One thought is to how the game is storing the local variables of functions. Since these variables are only ever initialized on script initialization, I am lead to infer that they are stored until the script is unloaded--not deallocated when the function execution is completed.
That is correct: "local" variables are only local in terms of visibility scope, not in terms of storage allocation.
Along with this, I think that each non-function event is handled (relatively) concurrently, let me know if I'm wrong.
Here are the things as far as I understand/know them:
* time slicing of the execution of behaviour scripts (and Osiris code) happens in terms of frames (I'm not entirely sure yet whether these correspond to rendered frames though)
* Every frame, every active "reaction" of every active behaviour script executes one operation/statement
* If you catch an "event" in a behaviour script, everything this event handler does is executed in the same frame. If it throws events that are caught by other items/characters, those are also executed inline in the same frame (not if the events are caught by Osiris code though, afaik), and before continuing to the next line of the original event.

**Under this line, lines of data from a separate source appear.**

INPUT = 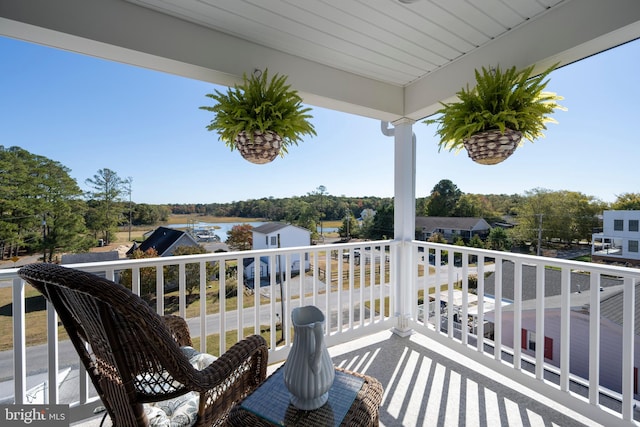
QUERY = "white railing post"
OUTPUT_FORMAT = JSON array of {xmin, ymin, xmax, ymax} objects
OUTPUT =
[
  {"xmin": 381, "ymin": 119, "xmax": 417, "ymax": 336},
  {"xmin": 12, "ymin": 278, "xmax": 27, "ymax": 404}
]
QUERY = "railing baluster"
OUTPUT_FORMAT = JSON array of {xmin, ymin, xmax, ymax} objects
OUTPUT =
[
  {"xmin": 589, "ymin": 272, "xmax": 601, "ymax": 405},
  {"xmin": 622, "ymin": 277, "xmax": 638, "ymax": 422},
  {"xmin": 560, "ymin": 267, "xmax": 571, "ymax": 391},
  {"xmin": 536, "ymin": 264, "xmax": 545, "ymax": 380},
  {"xmin": 12, "ymin": 277, "xmax": 27, "ymax": 404},
  {"xmin": 199, "ymin": 261, "xmax": 206, "ymax": 353},
  {"xmin": 460, "ymin": 252, "xmax": 469, "ymax": 345},
  {"xmin": 493, "ymin": 257, "xmax": 502, "ymax": 360},
  {"xmin": 513, "ymin": 260, "xmax": 524, "ymax": 371},
  {"xmin": 476, "ymin": 256, "xmax": 484, "ymax": 352}
]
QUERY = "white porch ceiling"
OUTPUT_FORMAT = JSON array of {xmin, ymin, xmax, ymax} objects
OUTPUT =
[{"xmin": 0, "ymin": 0, "xmax": 640, "ymax": 121}]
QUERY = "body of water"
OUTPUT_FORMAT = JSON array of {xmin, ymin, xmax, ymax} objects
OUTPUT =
[{"xmin": 167, "ymin": 221, "xmax": 338, "ymax": 237}]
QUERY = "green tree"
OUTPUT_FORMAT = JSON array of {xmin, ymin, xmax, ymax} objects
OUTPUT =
[
  {"xmin": 513, "ymin": 188, "xmax": 604, "ymax": 249},
  {"xmin": 467, "ymin": 234, "xmax": 485, "ymax": 249},
  {"xmin": 338, "ymin": 211, "xmax": 360, "ymax": 239},
  {"xmin": 0, "ymin": 146, "xmax": 91, "ymax": 262},
  {"xmin": 309, "ymin": 185, "xmax": 329, "ymax": 235},
  {"xmin": 363, "ymin": 203, "xmax": 394, "ymax": 240},
  {"xmin": 226, "ymin": 224, "xmax": 253, "ymax": 251},
  {"xmin": 427, "ymin": 179, "xmax": 462, "ymax": 216},
  {"xmin": 85, "ymin": 168, "xmax": 127, "ymax": 244},
  {"xmin": 487, "ymin": 227, "xmax": 511, "ymax": 251},
  {"xmin": 611, "ymin": 193, "xmax": 640, "ymax": 211},
  {"xmin": 120, "ymin": 248, "xmax": 158, "ymax": 301}
]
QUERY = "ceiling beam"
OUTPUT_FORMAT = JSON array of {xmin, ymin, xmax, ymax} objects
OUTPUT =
[
  {"xmin": 404, "ymin": 0, "xmax": 640, "ymax": 120},
  {"xmin": 0, "ymin": 0, "xmax": 404, "ymax": 121}
]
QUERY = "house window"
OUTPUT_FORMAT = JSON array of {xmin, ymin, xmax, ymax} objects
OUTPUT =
[
  {"xmin": 520, "ymin": 329, "xmax": 536, "ymax": 351},
  {"xmin": 544, "ymin": 337, "xmax": 553, "ymax": 360},
  {"xmin": 520, "ymin": 329, "xmax": 553, "ymax": 360}
]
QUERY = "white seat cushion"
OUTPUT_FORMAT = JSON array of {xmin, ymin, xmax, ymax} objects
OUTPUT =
[{"xmin": 144, "ymin": 347, "xmax": 216, "ymax": 427}]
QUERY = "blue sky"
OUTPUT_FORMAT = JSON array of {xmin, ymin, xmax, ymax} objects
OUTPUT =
[{"xmin": 0, "ymin": 37, "xmax": 640, "ymax": 204}]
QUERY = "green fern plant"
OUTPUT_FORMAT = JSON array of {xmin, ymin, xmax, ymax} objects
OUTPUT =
[
  {"xmin": 424, "ymin": 64, "xmax": 565, "ymax": 151},
  {"xmin": 200, "ymin": 70, "xmax": 316, "ymax": 154}
]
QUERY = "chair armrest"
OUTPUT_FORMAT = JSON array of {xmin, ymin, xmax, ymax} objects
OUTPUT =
[
  {"xmin": 162, "ymin": 314, "xmax": 193, "ymax": 347},
  {"xmin": 191, "ymin": 335, "xmax": 269, "ymax": 425}
]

I don't think the code of multiple event handlers (or the same event handler for multiple object instances) can ever execute in parallel (that would probably break a lot of scripts). However, I'm not aware of any guaranteed ordering, so in that sense they indeed run relatively concurrently.
Secondly, I could save by outsourcing each character's scripting to "control" scripts, held by a player (not story scripting, I won't even entertain the notion. Also it would break saves). This would mean that NPCs would only hold information unique to themselves, as well as some functions for interfacing with the control script.
Lastly, I could save by reviewing all global variables that I use for passing data between function calls and replace them with a set of common, reusable variables (because we cannot pass data through them implicitly. Why, we'll never know). Functions that would never impose risk of racing conditions with one-another would share variables.
Both of these approaches are indeed possible. Regarding why no implicit parameter passing for functions: my guess is that it's to avoid having to maintain a dynamic stack (and the same probably goes for why the local variables are static).